AWS Big Data Blog

Install Python libraries on a running cluster with EMR Notebooks

May 2024: This post was reviewed and updated for accuracy.

Amazon EMR Studio is an integrated development environment (IDE) that provides fully managed Jupyter Notebooks and tools such as Spark UI and YARN Timeline Service.

This post discusses installing notebook-scoped libraries on a running cluster directly via an EMR Studio Workspace. Before this feature, you had to rely on bootstrap actions or use custom AMI to install additional libraries that are not pre-packaged with the EMR AMI when you provision the cluster. This post also discusses how to use the pre-installed Python libraries available locally within EMR Studio to analyze and plot your results. This capability is useful in scenarios in which you don’t have access to a PyPI repository but need to analyze and visualize a dataset.

For those interested in combining interactive data preparation and machine learning at scale within a single notebook, Amazon Web Services announced Amazon SageMaker Universal Notebooks at re:Invent 2021. Universal Notebooks allows data science teams to easily create and manage Amazon EMR clusters from Amazon SageMaker Studio to run interactive Spark and ML workloads.

Benefits of using notebook-scoped libraries with EMR Notebooks

Notebook-scoped libraries provide you the following benefits:

  • Runtime installation – You can import your favorite Python libraries from PyPI repositories and install them on your remote cluster on the fly when you need them. These libraries are instantly available to your Spark runtime environment. There is no need to restart the notebook session or recreate your cluster.
  • Dependency isolation – The libraries you install using EMR Studio are isolated to your notebook session and don’t interfere with bootstrapped cluster libraries or libraries installed from other notebook sessions. These notebook-scoped libraries take precedence over bootstrapped libraries. Multiple notebook users can import their preferred version of the library and use it without dependency clashes on the same cluster.
  • Portable library environment – The library package installation happens from your notebook file. This allows you to recreate the library environment when you switch the notebook to a different cluster by re-executing the notebook code. At the end of the notebook session, the libraries you install through EMR Studio are automatically removed from the hosting EMR cluster.

Prerequisites

To use this feature in EMR Studio, you need a Workspace attached to a cluster running EMR release 5.26.0 or later. The cluster should have access to the public or private PyPI repository from which you want to import the libraries. For more information, see Use an Amazon EMR Studio.

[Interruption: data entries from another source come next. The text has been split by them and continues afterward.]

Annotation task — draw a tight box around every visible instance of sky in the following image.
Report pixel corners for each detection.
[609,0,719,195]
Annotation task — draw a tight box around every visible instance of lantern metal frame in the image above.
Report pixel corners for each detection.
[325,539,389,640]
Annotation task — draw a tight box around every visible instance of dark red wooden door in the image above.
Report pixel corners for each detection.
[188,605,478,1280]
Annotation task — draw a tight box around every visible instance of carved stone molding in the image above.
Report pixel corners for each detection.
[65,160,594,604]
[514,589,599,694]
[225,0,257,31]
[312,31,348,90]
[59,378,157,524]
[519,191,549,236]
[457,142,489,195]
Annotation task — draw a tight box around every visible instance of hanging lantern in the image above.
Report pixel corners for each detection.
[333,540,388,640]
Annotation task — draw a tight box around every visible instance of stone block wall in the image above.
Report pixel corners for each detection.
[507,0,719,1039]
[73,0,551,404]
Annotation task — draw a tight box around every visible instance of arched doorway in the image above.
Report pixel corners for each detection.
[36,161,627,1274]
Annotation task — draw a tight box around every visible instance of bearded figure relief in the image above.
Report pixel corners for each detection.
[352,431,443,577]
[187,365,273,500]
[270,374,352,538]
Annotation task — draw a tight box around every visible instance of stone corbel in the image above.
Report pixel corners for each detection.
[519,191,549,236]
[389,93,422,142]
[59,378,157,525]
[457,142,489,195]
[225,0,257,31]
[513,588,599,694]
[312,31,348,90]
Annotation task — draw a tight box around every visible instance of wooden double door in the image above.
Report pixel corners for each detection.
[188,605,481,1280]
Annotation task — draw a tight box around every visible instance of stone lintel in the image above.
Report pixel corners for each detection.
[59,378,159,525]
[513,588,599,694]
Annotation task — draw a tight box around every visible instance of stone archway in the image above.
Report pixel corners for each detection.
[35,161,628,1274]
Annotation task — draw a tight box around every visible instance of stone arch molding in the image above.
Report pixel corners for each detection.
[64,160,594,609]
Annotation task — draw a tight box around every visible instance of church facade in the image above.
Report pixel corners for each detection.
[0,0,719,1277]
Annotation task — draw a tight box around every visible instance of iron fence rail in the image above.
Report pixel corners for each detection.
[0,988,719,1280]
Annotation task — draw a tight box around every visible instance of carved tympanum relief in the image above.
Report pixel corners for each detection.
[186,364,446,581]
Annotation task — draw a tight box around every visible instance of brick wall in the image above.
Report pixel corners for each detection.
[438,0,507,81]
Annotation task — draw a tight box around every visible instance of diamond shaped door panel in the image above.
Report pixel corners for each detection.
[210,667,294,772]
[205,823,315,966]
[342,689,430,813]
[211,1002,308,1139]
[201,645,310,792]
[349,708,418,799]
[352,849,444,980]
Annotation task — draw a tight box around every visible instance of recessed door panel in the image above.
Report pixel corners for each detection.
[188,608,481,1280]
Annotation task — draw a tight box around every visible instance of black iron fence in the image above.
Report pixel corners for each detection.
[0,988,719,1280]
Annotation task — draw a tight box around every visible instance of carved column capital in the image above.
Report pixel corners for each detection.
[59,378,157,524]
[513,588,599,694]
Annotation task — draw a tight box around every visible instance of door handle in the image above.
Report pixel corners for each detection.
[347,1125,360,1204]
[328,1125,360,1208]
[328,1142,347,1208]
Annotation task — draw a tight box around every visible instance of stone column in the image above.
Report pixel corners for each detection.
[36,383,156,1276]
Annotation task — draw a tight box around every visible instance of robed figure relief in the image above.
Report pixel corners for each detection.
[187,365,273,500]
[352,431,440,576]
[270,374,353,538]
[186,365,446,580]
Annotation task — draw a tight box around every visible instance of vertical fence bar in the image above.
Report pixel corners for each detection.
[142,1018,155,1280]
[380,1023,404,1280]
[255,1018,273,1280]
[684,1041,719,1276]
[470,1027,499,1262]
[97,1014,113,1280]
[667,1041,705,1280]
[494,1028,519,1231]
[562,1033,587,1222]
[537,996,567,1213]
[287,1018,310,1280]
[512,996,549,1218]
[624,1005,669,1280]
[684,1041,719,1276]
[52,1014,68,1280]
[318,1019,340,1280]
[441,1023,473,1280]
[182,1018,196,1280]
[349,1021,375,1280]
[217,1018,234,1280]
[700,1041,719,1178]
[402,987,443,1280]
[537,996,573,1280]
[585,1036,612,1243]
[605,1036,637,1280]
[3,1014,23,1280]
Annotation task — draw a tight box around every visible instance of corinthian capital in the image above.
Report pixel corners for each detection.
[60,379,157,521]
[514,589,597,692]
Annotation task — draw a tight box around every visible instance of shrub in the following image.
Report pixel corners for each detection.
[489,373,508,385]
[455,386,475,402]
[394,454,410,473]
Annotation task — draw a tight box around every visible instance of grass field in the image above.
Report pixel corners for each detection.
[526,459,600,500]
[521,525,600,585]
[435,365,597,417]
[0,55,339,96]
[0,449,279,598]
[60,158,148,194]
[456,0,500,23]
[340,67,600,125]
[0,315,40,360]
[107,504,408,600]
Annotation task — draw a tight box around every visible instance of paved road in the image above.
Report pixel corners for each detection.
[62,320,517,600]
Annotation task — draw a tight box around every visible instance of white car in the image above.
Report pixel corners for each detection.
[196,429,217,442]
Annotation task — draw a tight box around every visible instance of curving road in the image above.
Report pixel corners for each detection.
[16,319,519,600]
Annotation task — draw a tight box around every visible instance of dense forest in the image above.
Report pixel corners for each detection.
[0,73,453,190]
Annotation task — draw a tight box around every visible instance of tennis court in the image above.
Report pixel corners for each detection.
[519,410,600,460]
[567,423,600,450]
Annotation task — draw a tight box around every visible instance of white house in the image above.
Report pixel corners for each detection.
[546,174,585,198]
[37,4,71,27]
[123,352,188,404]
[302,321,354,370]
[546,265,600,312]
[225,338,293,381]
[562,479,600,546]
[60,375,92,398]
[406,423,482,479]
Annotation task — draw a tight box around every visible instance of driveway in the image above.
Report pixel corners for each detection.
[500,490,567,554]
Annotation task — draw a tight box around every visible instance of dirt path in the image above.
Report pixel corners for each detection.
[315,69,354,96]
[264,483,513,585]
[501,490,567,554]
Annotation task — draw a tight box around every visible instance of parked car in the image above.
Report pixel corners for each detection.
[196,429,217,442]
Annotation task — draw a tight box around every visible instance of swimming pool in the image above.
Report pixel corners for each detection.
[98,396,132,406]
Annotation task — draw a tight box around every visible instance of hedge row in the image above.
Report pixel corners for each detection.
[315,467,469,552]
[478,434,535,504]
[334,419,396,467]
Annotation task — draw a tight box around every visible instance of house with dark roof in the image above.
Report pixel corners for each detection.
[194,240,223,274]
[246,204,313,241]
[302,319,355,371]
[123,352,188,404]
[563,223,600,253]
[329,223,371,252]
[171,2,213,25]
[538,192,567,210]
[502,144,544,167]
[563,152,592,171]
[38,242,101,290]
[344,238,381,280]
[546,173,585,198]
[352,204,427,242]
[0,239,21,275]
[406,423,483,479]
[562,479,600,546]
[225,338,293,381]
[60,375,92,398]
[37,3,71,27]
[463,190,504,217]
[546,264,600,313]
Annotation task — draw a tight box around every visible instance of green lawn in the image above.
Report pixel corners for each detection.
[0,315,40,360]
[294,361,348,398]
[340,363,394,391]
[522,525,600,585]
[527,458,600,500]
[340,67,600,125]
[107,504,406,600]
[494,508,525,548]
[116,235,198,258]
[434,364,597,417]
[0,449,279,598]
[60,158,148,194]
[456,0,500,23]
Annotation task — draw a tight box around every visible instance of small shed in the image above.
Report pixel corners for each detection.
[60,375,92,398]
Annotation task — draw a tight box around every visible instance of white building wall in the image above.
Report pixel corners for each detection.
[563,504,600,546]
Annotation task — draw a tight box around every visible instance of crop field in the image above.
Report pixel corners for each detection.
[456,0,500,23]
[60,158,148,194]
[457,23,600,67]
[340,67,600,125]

There are different ways to configure your VPC networking to allow clusters inside the VPC to connect to an external repository. For more information, see Scenarios and Examples in the Amazon VPC User Guide.

Using notebook-scoped libraries

This post demonstrates the notebook-scoped libraries feature of EMR Studio by analyzing the Amazon shopping queries dataset. For more information, see amazon-science/esci-data on GitHub.

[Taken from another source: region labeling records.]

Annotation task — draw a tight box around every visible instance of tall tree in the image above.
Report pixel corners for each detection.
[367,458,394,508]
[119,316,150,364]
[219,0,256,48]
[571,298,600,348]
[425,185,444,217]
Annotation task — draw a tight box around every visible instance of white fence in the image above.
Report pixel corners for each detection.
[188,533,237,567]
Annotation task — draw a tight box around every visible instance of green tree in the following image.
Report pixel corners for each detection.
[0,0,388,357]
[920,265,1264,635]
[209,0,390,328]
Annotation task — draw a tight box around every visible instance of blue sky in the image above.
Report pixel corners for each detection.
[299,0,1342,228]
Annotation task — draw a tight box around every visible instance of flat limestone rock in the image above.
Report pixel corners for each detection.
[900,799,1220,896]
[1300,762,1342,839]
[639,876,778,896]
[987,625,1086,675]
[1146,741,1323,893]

Open your workspace, select a notebook, and make sure the kernel is set to PySpark. Run the following command from the notebook cell:

print("Welcome to my EMR Studio workspace!")

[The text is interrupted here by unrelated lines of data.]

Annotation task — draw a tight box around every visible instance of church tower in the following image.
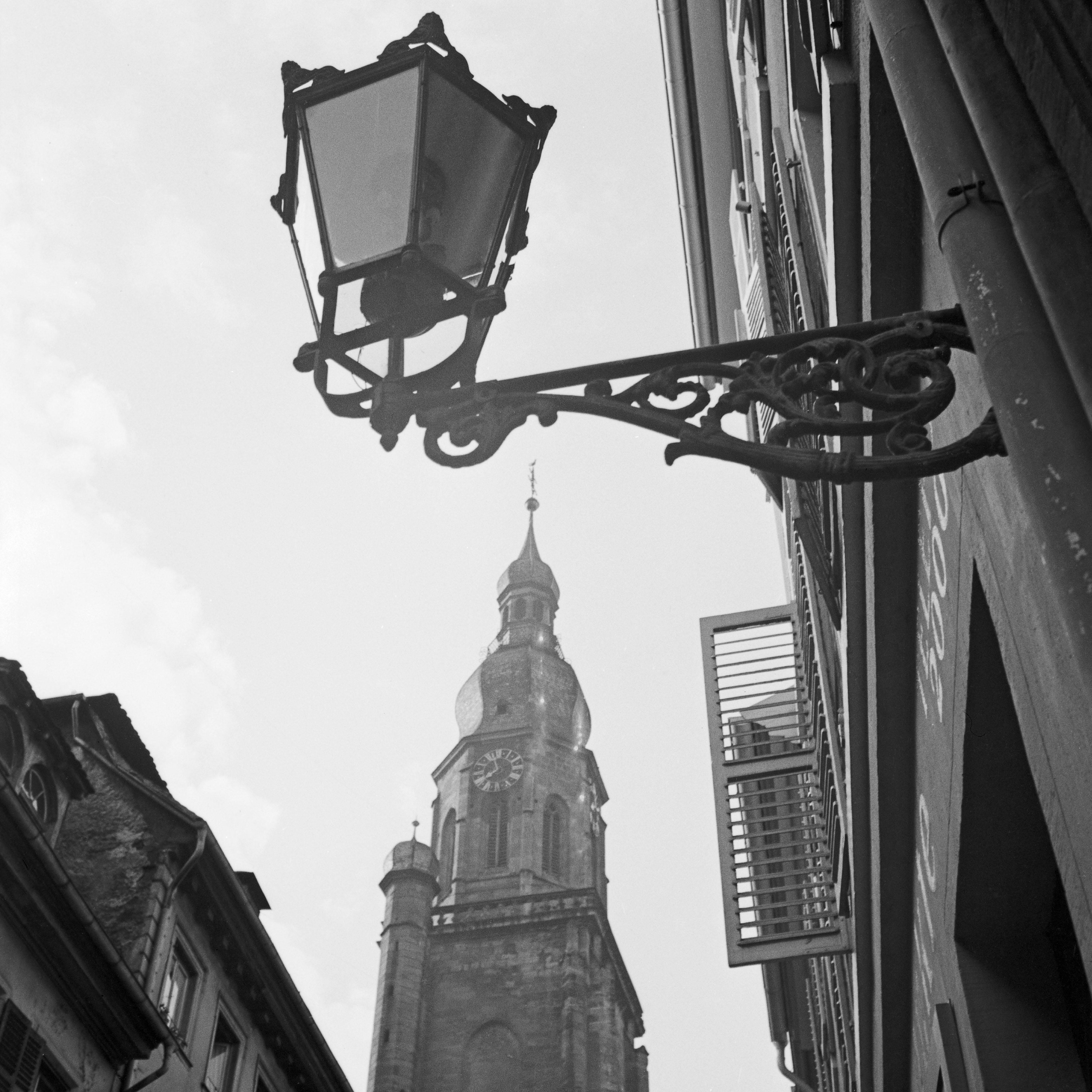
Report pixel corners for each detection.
[368,498,649,1092]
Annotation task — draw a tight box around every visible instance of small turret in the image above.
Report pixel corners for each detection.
[368,819,440,1092]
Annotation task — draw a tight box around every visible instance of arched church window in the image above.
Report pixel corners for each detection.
[543,804,563,876]
[0,706,23,773]
[485,799,508,868]
[459,1023,524,1092]
[440,808,455,899]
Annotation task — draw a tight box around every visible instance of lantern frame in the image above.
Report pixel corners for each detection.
[270,13,557,397]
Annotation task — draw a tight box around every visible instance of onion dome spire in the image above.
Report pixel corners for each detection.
[455,478,592,747]
[497,478,561,644]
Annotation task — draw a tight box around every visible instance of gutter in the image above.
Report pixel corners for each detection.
[0,773,171,1042]
[864,0,1092,693]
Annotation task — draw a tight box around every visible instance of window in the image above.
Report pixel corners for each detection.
[0,706,23,773]
[949,572,1092,1090]
[543,804,563,876]
[486,800,508,868]
[23,762,57,825]
[159,940,198,1040]
[205,1012,239,1092]
[0,1001,41,1092]
[440,808,455,899]
[34,1058,69,1092]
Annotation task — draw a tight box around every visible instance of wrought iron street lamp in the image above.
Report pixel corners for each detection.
[272,14,1005,482]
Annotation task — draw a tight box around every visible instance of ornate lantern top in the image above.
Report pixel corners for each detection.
[272,13,556,402]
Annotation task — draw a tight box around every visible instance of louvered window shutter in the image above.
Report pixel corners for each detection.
[701,605,850,966]
[0,1001,41,1092]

You get the following output:

You can examine the current notebook session configuration by running the following command:

%%info

The notebook session is configured for Python 3 by default (through spark.pyspark.python). If you prefer to use Python 2, reconfigure your notebook session by running the following command from your notebook cell:

%%configure -f
{ "conf":{
          "spark.pyspark.python": "python",
          "spark.pyspark.virtualenv.enabled": "true",
          "spark.pyspark.virtualenv.type":"native",
          "spark.pyspark.virtualenv.bin.path":"/usr/bin/virtualenv"
         }
}

Before starting your analysis, check the libraries that are already available on the cluster. You can do this using the list_packages() PySpark API, which lists all the Python libraries on the cluster. Run the following code:

sc.list_packages()

The first step is to copy the publicly available Amazon Science GSCI dataset from GitHub to an Amazon S3 bucket that is accessible by your EMR cluster. For more information, see How to get data into Amazon EMR.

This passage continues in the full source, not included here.